Parece bom, mas não para o Brasil do momento. Nem a intenção foi aperfeiçoar o sistema: foi simplesmente criar uma quinta instância, como notaram Cavalcanti Filho e Modesto Carvalhosa.
Basta que o juiz de julgamento peça novas provas e novas medidas cautelares. Quer dizer, a primeira instância se transformará em duas e, lógico, vai demorar ainda mais.
Além disso, como foi uma sacada de última hora, não ficou nada claro como o sistema seria introduzido e para quais instâncias valeria. Tanto foi assim que o presidente do STF, Dias Toffolli, que havia apoiado a medida, adiou sua aplicação por seis meses.

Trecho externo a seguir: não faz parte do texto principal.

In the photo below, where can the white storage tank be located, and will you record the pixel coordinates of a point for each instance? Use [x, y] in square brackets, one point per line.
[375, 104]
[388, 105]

Estava na cara que não havia a menor condição da entrada em vigor em 23 de janeiro próximo. O objetivo só podia ser um: criar confusão, paralisar os processos logo na dupla primeira instância.
Moro havia pedido o veto a esse dispositivo. O presidente Bolsonaro não vetou. O processo de Flávio Bolsonaro está na primeira instância. Bom, ficou para daqui a seis meses, mas o caso continua aí.
A segunda safadeza foi descrita na coluna de Merval Pereira na edição de ontem. Resumindo: com o fim do foro privilegiado, todos os processos envolvendo deputados e senadores vão para a primeira instância. Mas os parlamentares estão articulando uma ressalva para determinar que o juiz de primeira instância não poderá decretar medidas cautelares contra deputados e senadores. Não poderão, por exemplo, determinar quebras de sigilo ou prisão preventiva. Direto ao ponto, não se poderá produzir provas.
Agora, acrescente aí o juiz das garantias. Se este não poderá determinar as medidas cautelares, como o juiz de julgamento julgará? Absolvição certa — e aí já vai bem para as instâncias infinitas.
Tudo considerado: o combate à corrupção será mantido se o Congresso aprovar a prisão em segunda instância e derrubar todo o resto, juiz de garantias e a garantia extra a deputados e senadores.